Brasília - O governo e o PT tentarão reeditar nas eleições municipais de outubro a grande coalizão montada no Congresso que, a rigor, deixou a oposição reduzida a três partidos: PFL, PSDB e PDT. Juntos, somam 131 deputados. No plano municipal, a meta é triplicar o número de prefeituras nas mãos de petistas, passando de 197 para 600. Para esse projeto ambicioso, o governo tem duas armas poderosas: a máquina administrativa nas mãos do PT e a grande estrutura partidária do aliado PMDB País afora. A possibilidade de criação de uma estrutura gigante que possa dar vida longa aos partidos que estão hoje no poder assusta as oposições e até petistas.

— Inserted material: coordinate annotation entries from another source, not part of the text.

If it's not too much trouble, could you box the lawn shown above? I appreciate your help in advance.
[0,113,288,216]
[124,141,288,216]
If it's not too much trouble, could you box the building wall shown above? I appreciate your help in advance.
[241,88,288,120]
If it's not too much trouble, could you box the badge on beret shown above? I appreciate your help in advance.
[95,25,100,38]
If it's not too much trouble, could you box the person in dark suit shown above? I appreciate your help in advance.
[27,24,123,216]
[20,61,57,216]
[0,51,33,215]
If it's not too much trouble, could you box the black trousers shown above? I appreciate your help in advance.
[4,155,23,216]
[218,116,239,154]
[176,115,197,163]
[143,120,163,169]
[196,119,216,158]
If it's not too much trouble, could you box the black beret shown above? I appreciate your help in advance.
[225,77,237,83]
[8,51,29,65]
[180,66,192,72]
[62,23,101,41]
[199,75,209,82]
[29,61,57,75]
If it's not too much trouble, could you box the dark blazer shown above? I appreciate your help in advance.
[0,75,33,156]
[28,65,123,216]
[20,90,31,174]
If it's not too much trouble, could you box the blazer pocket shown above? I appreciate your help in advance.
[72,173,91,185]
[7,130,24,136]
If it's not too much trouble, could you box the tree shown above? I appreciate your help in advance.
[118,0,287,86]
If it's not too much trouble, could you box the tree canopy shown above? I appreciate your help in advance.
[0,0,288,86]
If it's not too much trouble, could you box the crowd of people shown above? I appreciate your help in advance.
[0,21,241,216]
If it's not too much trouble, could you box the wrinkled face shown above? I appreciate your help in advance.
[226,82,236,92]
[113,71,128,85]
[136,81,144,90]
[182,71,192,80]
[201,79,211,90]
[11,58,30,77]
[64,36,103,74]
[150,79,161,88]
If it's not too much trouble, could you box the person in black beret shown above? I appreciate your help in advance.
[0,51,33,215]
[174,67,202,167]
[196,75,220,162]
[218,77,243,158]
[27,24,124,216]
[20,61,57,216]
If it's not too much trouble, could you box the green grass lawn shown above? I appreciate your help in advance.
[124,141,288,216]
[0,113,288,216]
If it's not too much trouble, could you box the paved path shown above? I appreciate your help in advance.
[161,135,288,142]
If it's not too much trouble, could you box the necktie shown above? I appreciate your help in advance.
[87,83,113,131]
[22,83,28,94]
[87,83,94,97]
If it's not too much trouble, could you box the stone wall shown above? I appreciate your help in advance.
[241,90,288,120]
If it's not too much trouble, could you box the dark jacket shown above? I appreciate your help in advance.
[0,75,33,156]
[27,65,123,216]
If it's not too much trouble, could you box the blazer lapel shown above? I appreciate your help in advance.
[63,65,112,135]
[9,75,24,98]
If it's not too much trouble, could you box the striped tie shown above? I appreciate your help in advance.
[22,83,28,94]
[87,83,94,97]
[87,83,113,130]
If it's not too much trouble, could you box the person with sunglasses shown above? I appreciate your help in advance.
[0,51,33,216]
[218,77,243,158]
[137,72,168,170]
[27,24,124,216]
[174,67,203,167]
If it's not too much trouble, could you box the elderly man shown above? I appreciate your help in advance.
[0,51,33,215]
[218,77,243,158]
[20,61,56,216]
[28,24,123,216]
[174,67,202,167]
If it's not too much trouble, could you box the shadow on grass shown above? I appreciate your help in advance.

  ‘‘Queremos fazer o maior número de alianças com os partidos de nossa coligação nos municípios’’, diz o presidente do PT, José Genoino. ‘‘Se não der no primeiro turno, queremos no segundo. E onde isso não for possível, vamos firmar um acordo de não-agressão’’.
  O PT, com um ano de governo, já sabe como é a máquina e já parece estar em condições de dominá-la. Segundo um ministro petista do núcleo político do governo, o partido do presidente Luiz Inácio Lula da Silva tem o controle. ‘‘Estamos há um ano no governo e não há mais segredo para nós. É um fato histórico, porque pela primeira vez neste País um partido de esquerda assume de fato o controle do governo e da sua máquina administrativa. Isso nunca havia acontecido. Nem no governo de João Goulart, que tinha alguns ministros ligados à esquerda. Mas o controle do coração administrativo de seu governo continuou nas mãos do centro e da direita’’, avaliou o ministro.
  ‘‘O PT quer fazer o Estado de um partido só, a unidade em torno de suas idéias, ocupar o espaço do governo e da oposição’’, diz o deputado Eduardo Paes (RJ), vice-líder do PSDB. ‘‘Isso é um perigo para a democracia e para as instituições’’. O pior, diz, é que nas alianças que estão sendo construídas ficam evidentes os interesses materiais. ‘‘Como o interesse é material, a aliança tende a se desfazer na primeira dificuldade, o que pode levar o Brasil para um risco institucional, o que seria uma tragédia absoluta’’.
  As críticas da oposição não assustam Genoino. ‘‘Uma das tarefas das oposições é reclamar; a nossa é governar’’, diz. Mas há preocupação também no próprio PT. Entre os petistas que resistem à idéia de uma coligação gigante está o deputado Chico Alencar (RJ). ‘‘Uma aliança tão ampla pode levar o PT a perder a identidade que conquistou no último quarto de século. A mobilização do partido foi a seiva e a vida de nossa organização, a motivação de nossas bases em todos os locais em que o PT se ergueu’’, lamenta Alencar.
  Genoino nega que o governo conquistou a maioria no Congresso, que pretende repetir nas alianças municipais, fazendo política de rolo compressor. ‘‘A gente tem negociado até a exaustão no Congresso. Não queremos uma oposição raquítica’’. Para ele, os partidos que não apoiam o governo reclamam sem razão. ‘‘Eles estão com dor de cotovelo, porque não têm a competência que o PT tinha quando era oposição’’.
  Genoino diz ainda que em política quem fica só na reclamação não se dá bem. ‘‘O PT já passou por essa fase. Chorou muito nas eleições e viu o povo votar em outros partidos. Agora é a nossa vez’’. Ele promete ainda que seu partido vai respeitar as oposições. ‘‘Só vamos atacar se formos atacados’’.